ORIENTAL SHIPMANAGEMENT CO., INC, Herrera and Bennet Shipping (principal) VS. NAZAL (2013) - Temporary
or partial total disability benefits
FACTS:
Nazal entered into a 12 month contract of employment, as a cook with Oriental for its principal, Benet; other than
his two earlier contracts with the petitioners. He was to receive USD500 plus other benefits. After he finished his
contracts, Nazal, through the company-designated physician, found to suffer from diabetes and high blood
pressure. He then asked for compensation and medical assistance, but the agency denied his requests and was
advised to not work again. After receiving a certification that he is unfit to work as a seaman, Nazal demanded
permanent total disability compensation from petitioners contending that his ailments developed during his
employment with the latter.
The LA dismissed Nazals complaint principally on the ground that the latter failed to comply with the mandatory
reporting requirement under his standard employment contract.

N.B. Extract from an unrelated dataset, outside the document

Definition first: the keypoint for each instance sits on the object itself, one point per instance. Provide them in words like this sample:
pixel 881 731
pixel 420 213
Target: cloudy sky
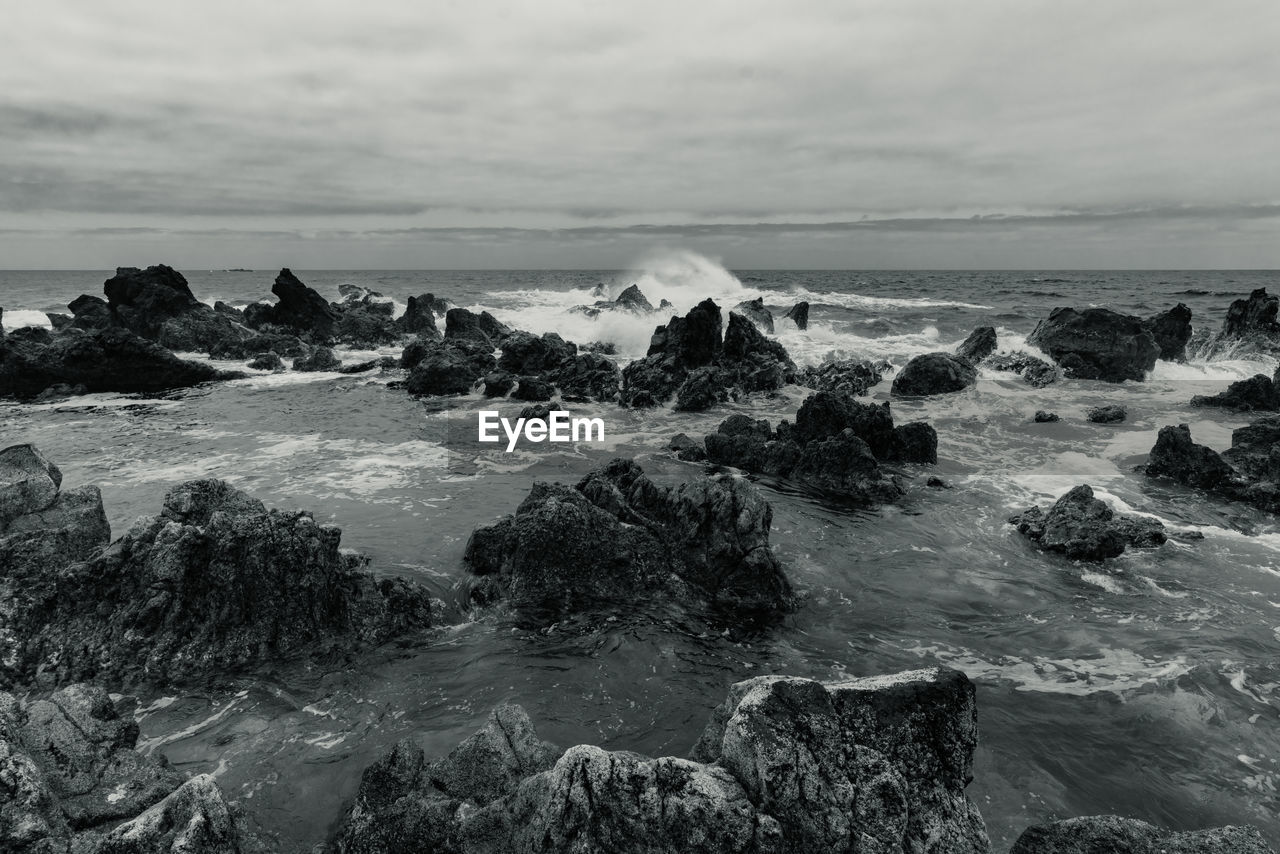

On appeal, the NLRC favored Nazal and
emphasized that Nazals subsequent voyage did not prove that he had not been sick or that his sickness had not
been aggravated by his work on board the vessel. The CA dismissed the petition outright for having been filed out
of time.
ISSUE:
WON the petitioner and its principal are liable for partial total disability benefits.
HELD:
The SC find no substantial evidence supporting the ruling that the agency and its principal are liable to Nazal by
way of temporary or partial total disability benefits. The labor tribunal and the appellate court grossly
misappreciated the facts and even completely disregarded vital pieces of evidence in resolving the case.

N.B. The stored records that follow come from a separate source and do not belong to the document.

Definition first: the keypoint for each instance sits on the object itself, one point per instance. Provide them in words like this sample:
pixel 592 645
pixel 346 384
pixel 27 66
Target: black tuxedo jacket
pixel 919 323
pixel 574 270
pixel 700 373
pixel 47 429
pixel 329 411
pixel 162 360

First. Nazal disembarked from the vessel for a "finished contract," not for medical reasons. The absence of a
medical report or certification of Nazals ailments and disability only signifies that his post-employment medical
examination did not take place as claimed.
Second. While we have ruled out laches as a bar to Nazals claim, the inordinate delay in the institution of the
complaint casts a grave suspicion on Nazals true intentions against the petitioners. It took him two years and 10
months to file the complaint.
It is unfortunate that Nazal died before the case could be resolved, but his death cannot erase the fact that his
claim for disability benefits was brought against the wrong party, nor the reality that his claim against the
petitioners suffered from fatal defects.